Using ggmap and Lahman to Find the Hometown College Rosters
Hey everyone. First time poster here. I am honored to be able to contribute here at Baseball With R, and would like to thank Jim, Max, Ben, and Carson for the opportunity to contribute.
For those of you that don’t know me (probably mostly all of you), my name is Brian Mills, and I am an Assistant Professor at the University of Florida. My general research area is under the umbrella of Managerial Sports Economics; however, I have worked a lot with R over the years. I’ve had an interest in baseball since the age of 5, playing through college at the Division III level. I gained experience with R as a graduate student at Michigan, which helped my inquisitive nature blossom with baseball data. Prior to being here, I ran a series R tutorials at my old—now basically defunct—blog called sab-R-metrics. I hope that I can provide some fun posts for everyone to practice with R.

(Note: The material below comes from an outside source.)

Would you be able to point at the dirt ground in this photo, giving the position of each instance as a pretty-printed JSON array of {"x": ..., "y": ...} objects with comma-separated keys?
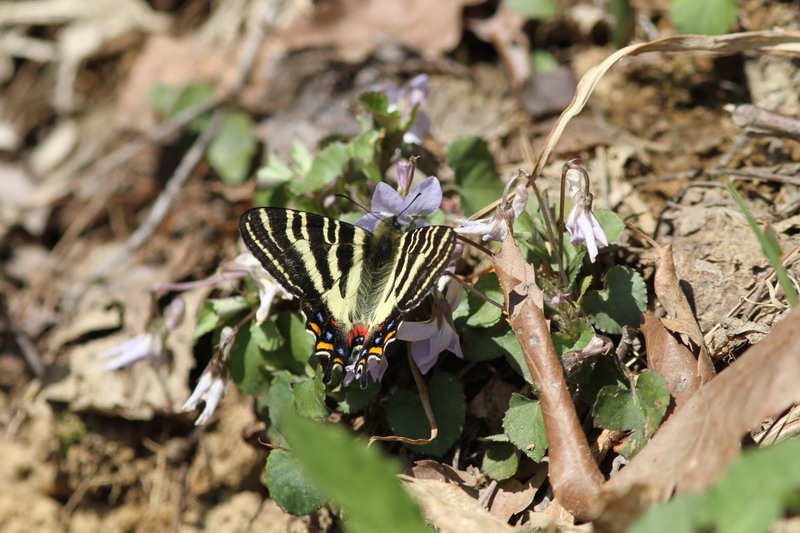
[{"x": 84, "y": 158}]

For my first post, I wanted to use the Lahman, ggplot2, and ggmap package to do a little bit of exploration into the geographic distribution of hometowns and colleges of players on MLB teams. I am going to start pretty simple here, and hopefully build on it for the next post or two.
The other contributors here have talked a good bit about Lahman across this blog, so I’m not going to give too much description here. And Max has already used the ggmap package last year to look at stadium distances. This package is used to access the Google Maps API and grab the driving, walking, or biking distance between two places on the map. It is a relatively simple function, which asks for two character strings describing the places. In fact, these character strings can be pretty flexible. You could type “Oriole Park” and “University of Alabama”, and it will return the distance between these two places. This will be helpful, since we have three different place types in my first few posts here:
- Zip Codes
- College/University Names
- Player Birth Places (City, State, Country)
Normally, I would recommend grabbing the team stadium names from Lahman, but I wanted to work with various types of inputs to show that it is a pretty flexible function, and Max already went through getting those from Lahman and using them in the context of distance measurement. Let’s start by loading in the data and getting our variables set.
You will want to make sure to also put this file in your directory and name it “TeamZips.csv” (or, alternatively, change the file name in the code provided below to whatever you want). It is a comma separated data file containing the zip codes of each MLB stadium. The code below uses merge
to integrate the “Salaries” and “SchoolsPlayers” data from the Lahman package into a single data frame. It merges each by the playerID, and informs R that we want to include all rows of “Salaries” (but not “SchoolsPlayers”). I then subset the data to only include only the 2013 season, and those players with an entry for where they played collegiate baseball.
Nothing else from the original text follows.